Making kernels aware of a large amount of buffers

Hi all,

I posted this question on StackOverflow, but when researching the answer, I saw someone there recommend here as the best place to get OpenCL questions answered. So hopefully you guys can give me some guidance,

In my OpenCL program, I am going to end up with 60+ global memory buffers that each kernel is going to need to be able to access. What’s the recommended way to for letting each kernel know the location of each of these buffers?

The buffers themselves are stable throughout the life of the application – that is, we will allocate the buffers at application start, call multiple kernels multiple times, then only deallocate the buffers at application end.
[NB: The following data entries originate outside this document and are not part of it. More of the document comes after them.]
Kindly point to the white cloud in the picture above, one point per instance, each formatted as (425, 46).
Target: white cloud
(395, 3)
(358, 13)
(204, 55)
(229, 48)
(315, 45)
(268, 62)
Their contents, however, may change as the kernels read/write from them.

In CUDA, the way I did this was to create 60+ program scope global variables in my CUDA code. I would then, on the host, write the address of the device buffers I allocated into these global variables. Then kernels would simply use these global variables to find the buffer it needed to work with.

What’s the recommended way to do this in OpenCL? It seems that CL’s global variables are a bit different than CUDA’s, but I can’t find a clear answer on if my CUDA method will work, and if so, how to go about transferring the buffer pointers into global variables. If that wont work, what’s the best way otherwise?

Thanks!

clSetKernelArg

So each kernel should have 60+ arguments to it?
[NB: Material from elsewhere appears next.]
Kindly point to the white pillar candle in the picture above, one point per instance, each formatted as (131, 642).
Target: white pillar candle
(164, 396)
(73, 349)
Even if this is allowed by the runtime, won’t this mean that each thread now has (32 * 60) = 240 bytes of local memory just for arguments? And these values are the same to every kernel, on every run.

There has to be a better way…

So each kernel should have 60+ arguments to it?

Even if this is allowed by the runtime, won’t this mean that each thread now has (32 * 60) = 240 bytes of local memory just for arguments? And these values are the same to every kernel, on every run.

There has to be a better way…[/quote]

You do realise that using global variables in cuda probably does the same thing, it’s just a different syntax.

If the data types are the same, just pass one pointer and use indexes to offset into them. Or if the arrays are the same size, turn them into n+1 D arrays.

OpenCL buffers are quite different from CUDA malloc()ed global memory, in that there is no 1:1 mapping between an OpenCL buffer and a specific global memory area on the device (theoretically, the OpenCL runtime could unmap and remap the OpenCL buffer to different global memory addresses at different kernel calls, although I doubt this happens in practice), so you cannot reliably do what you can do in CUDA (i.e. throw the global memory addresses returned by cudaMalloc() into some constant space and forget about passing them as parameters to kernels). You will have to pass each buffer as a separate kernel argument to each kernel.